Bloomberg Returns To Bloomberg, Doctoroff Steps Down

Following a 12-year hiatus to serve as mayor of New York City, Michael Bloomberg will return to Bloomberg LP, the media and financial news and data service he founded and which helped make him one of the richest people in the world. In an announcement made late Wednesday, Bloomberg LP said Bloomberg would replace Daniel Doctoroff, who served as president and CEO of the company.

Doctoroff, who joined Bloomberg LP as president in January 2008 and became CEO in July 2011, previously served for six years as New York City’s Deputy Mayor for Economic Development and Rebuilding in the Bloomberg administration.

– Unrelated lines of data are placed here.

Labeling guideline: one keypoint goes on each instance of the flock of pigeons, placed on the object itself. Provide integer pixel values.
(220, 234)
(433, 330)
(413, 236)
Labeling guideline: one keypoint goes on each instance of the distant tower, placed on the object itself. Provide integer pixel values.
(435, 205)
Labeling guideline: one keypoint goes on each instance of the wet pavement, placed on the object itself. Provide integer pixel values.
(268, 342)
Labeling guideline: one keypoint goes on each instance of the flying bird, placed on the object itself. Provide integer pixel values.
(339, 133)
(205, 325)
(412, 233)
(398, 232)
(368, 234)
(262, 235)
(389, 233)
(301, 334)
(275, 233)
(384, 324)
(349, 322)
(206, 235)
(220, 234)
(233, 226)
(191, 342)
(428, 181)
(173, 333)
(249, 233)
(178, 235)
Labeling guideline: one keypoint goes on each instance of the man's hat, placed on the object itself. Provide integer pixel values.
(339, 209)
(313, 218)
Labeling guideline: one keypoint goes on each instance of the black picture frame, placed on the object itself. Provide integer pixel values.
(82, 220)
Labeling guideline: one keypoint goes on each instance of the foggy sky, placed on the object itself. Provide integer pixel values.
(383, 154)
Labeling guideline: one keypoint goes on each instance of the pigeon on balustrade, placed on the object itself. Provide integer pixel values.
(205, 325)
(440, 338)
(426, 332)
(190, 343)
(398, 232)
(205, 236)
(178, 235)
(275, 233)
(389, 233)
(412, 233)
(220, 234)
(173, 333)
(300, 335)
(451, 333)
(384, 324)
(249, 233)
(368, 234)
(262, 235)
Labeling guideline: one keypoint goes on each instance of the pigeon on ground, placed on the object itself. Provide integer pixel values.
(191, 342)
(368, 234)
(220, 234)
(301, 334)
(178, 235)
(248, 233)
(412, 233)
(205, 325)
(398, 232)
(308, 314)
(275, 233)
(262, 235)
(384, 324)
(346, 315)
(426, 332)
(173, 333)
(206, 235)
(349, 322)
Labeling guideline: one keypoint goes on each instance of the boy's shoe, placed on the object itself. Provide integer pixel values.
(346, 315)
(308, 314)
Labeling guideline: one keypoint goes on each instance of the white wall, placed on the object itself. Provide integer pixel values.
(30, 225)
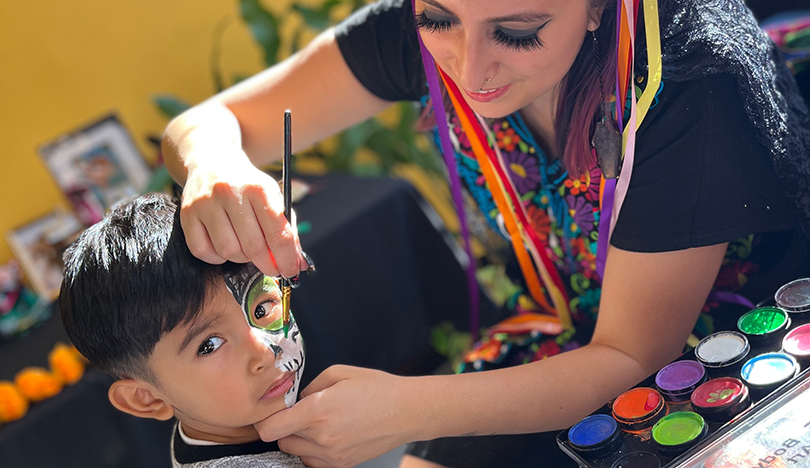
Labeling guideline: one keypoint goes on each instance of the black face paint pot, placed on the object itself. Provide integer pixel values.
(722, 353)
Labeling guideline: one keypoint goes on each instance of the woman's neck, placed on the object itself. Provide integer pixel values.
(540, 116)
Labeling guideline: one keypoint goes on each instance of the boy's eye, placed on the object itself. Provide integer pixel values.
(209, 345)
(267, 315)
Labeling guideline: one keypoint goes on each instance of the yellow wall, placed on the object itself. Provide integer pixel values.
(66, 63)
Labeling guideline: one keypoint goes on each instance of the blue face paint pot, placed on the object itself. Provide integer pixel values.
(764, 373)
(597, 435)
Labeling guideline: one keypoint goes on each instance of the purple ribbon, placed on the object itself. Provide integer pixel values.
(455, 182)
(604, 226)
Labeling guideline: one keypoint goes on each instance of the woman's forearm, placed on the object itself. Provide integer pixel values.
(542, 396)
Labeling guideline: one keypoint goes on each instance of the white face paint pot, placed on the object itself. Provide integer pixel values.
(723, 353)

“I really wanted Dan to stay and continue in his leadership role,” Bloomberg said in a statement implying Doctoroff chose to step down.

“I never intended to come back to Bloomberg LP after twelve years as Mayor,” he added. “However, the more time I spent reacquainting myself with the company, the more exciting and interesting I found it – in large part, due to Dan’s efforts.”

During his tenure at Bloomberg LP, Doctoroff was credited with:

  • Company revenues increased from $5.4 billion in 2007 to over $9 billion in 2014 in spite of the impact of the financial crisis and its aftermath.

  • Bloomberg’s market share in the financial information sector increased from 26% to 32%.

  • While the total number of securities and investment professionals globally has fallen, Bloomberg Terminal subscribers have grown from 273,000 to 321,000, through greater penetration of existing markets and diversification into new markets, including emerging markets and corporations.

  • Bloomberg News added over 500 reporters and editors, bucking the contraction among major news organizations, while significantly enhancing its global influence through expanded digital and television presence and the acquisition of Bloomberg Businessweek.

  • The company successfully diversified beyond the Terminal, which serves front-office personnel such as traders, salespeople and portfolio managers, into “enterprise” products and solutions, with revenues growing from those businesses from $305 million to $1.08 billion.

  • The company expanded into the markets for legal, government and alternative energy information, providing critical information for Terminal subscribers and serving new end users.

Prior to joining the Bloomberg administration, Doctoroff was managing partner of Oak Hill Capital Partners (a private equity firm) and an investment banker at Lehman Brothers.  He became involved in municipal issues and economic development as a result of leading the effort to bring the 2012 Olympic Games to New York, which ultimately became the blueprint for New York’s post-9/11 economic development strategy.